Keywords

1 Introduction

Cloud computing is the latest paradigm which plays a significant role in the IT industry and the government sector. It provides various computing services over the Internet on the basis of pay-per-use, e.g., storage, server, services, etc. Cloud computing helps users to access database resources via the Internet from anywhere. Confidentiality of data can be maintained by storing the encrypted form of data. Cloud data security and efficient searching are becoming more important for the future development of cloud computing technology in government, industry, and business sectors. The cloud storage [1] offers plenty of new opportunities to cloud consumers.

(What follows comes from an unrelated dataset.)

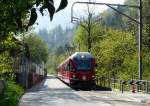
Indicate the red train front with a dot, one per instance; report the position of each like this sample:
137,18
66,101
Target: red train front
78,70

Cloud consumer enjoys powerful computation and storage capabilities offered by clouds and consumers also suffer from more complicated issues related to reliability, privacy-preserving and complex analysis problems of their cloud data, so it is difficult to obtain full reliability guarantee on the CSP.

In cloud storage, confidentiality of data can be maintained by storing the encrypted form of the data in the cloud. Encryption on data assures security but imposes issues in case of performing any operations on such data. These security issues lead to direct exposure of sensitive data to the adversary. Each time when it is necessary to apply any operations on cloud data, then decryption of encrypted data is required. Hence, it is required to apply operations directly on to encrypted data. But it is not practically operational on encrypted data [2]. By applying operations to partially encrypted data, make things practically operational.

For making accurate and optimized searching, there are comparison and partition base searching and sorting techniques. Efficiency is one of the most important challenges in the cloud domain. Storage as a service efficiency is an important factor occur when to encrypt/decrypt the files and searches that files in the server side. Similarly, the privacy of data also plays a vital role in cloud computing. Server-side operations are most vulnerable to risk. There are so many trust issues between cloud service providers and the client in the cloud. Executing most of the operations in client-side helps to make data more secure and also avoid trust issues between the server and the client. Client-side encryption and decryption provide transfer security and data storage security in server. But clients are not rich with resources and not faster enough to execute large data at a faster rate. It is very important to do things efficiently on client-side. Searching time depends on how the data is stored in server-side and encryption/decryption time depends on how fast the cryptographic algorithm. The suggestion is to use searchable encryption to execute a keyword-based search directly on encrypted data to reduce the costly operation in cloud computing and efficient searching algorithm for optimized performance and QoS.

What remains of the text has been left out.